I won't let something like that happen to my baby sister. And well, I spoke to my mother and made her promise me that she would use her head. I told her the truth, and the truth is that I am happy she has made a new friend. I don't want her to be like me--alone. Even so, I expressed the need for her to remember that her daughter needs her more than any man. I hope she will listen. Anyway, they spent the New Year with my mother's new friend. He invited them to the movies and then to his place for food. Good. And I stayed alone in the room. All I can say is that my New Year's celebrations have been good indications as to the forthcoming year, and well, 2009 looks to be as shitty (if not more so) than 2008. I'm used to it.

I fell asleep at 4am watching Aston Villa and Arsenal on Fox Soccer Channel. I don't know who won. I didn't wake up until 2pm on New Year's Day. I awoke to the sound of a cousin sitting in the living room with my sister. I stayed in the room. I hid there for over two hours until one of my aunts finally came in to use my sister's computer, discovered me lying on the bed, and forced me to interact with her. I was terrified. Let me explain why.
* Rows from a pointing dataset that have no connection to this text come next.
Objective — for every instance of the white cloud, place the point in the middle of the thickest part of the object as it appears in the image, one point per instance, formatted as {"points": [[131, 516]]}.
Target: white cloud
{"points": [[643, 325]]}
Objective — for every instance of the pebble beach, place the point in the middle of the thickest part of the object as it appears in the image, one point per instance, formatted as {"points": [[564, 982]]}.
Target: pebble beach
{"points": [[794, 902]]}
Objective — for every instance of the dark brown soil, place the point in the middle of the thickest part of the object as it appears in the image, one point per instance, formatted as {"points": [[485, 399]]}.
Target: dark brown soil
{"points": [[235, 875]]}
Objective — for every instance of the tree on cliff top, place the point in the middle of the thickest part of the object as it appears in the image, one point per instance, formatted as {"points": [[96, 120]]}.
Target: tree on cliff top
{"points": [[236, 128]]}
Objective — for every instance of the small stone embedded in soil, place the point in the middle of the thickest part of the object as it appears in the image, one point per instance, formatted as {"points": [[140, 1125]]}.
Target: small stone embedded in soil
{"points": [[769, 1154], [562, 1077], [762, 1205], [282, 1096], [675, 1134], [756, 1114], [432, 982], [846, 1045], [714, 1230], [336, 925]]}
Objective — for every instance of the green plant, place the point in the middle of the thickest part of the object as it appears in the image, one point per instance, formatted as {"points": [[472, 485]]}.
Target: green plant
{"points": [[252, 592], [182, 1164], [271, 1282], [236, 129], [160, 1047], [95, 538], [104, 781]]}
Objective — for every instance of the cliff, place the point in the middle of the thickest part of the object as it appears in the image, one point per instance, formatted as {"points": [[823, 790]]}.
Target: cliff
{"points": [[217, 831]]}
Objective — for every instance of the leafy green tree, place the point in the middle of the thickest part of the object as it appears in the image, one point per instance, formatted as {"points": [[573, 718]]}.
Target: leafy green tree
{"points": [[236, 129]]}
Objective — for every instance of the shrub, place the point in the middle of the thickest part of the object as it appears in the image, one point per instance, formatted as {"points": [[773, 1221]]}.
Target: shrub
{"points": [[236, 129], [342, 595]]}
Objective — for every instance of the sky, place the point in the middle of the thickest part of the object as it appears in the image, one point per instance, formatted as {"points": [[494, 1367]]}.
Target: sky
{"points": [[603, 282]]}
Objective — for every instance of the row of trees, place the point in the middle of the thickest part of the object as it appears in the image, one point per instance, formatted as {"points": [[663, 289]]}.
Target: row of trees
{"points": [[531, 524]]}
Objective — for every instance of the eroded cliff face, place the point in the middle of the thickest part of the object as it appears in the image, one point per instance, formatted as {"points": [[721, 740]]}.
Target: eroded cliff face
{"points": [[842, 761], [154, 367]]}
I rarely, if ever, interact with my extended family. I grew up with them, but truth be told, feel like a stranger amongst them. For one thing, we have nothing in common. Not one thing. My extended family's idea of a good conversation involves gossiping about who's gotten fatter over the last few months, what was the result of last week's America's Next Top Model, and how many times anyone's been to the doctor in the last year. On the few occasions I have been forced to interact with them I do my best to pretend to be interested. It never works. Most of them find me aloof, odd, and unapproachable. I have even heard it said that I believe I am "better than them." On the contrary, I simply find that I am unable to be around them because I can't seem to meet their standards. They see me--college graduate, without a husband, no home, no car--and smirk. They judge me for lacking material goods. They judge me for having cerebral interests and aspirations. They judge me. As a result, I avoid them.

I used to consider myself a people person. But I am realizing that I prefer to be alone, with my thoughts. Being a deficient human is fine so long as I only have myself to deal with.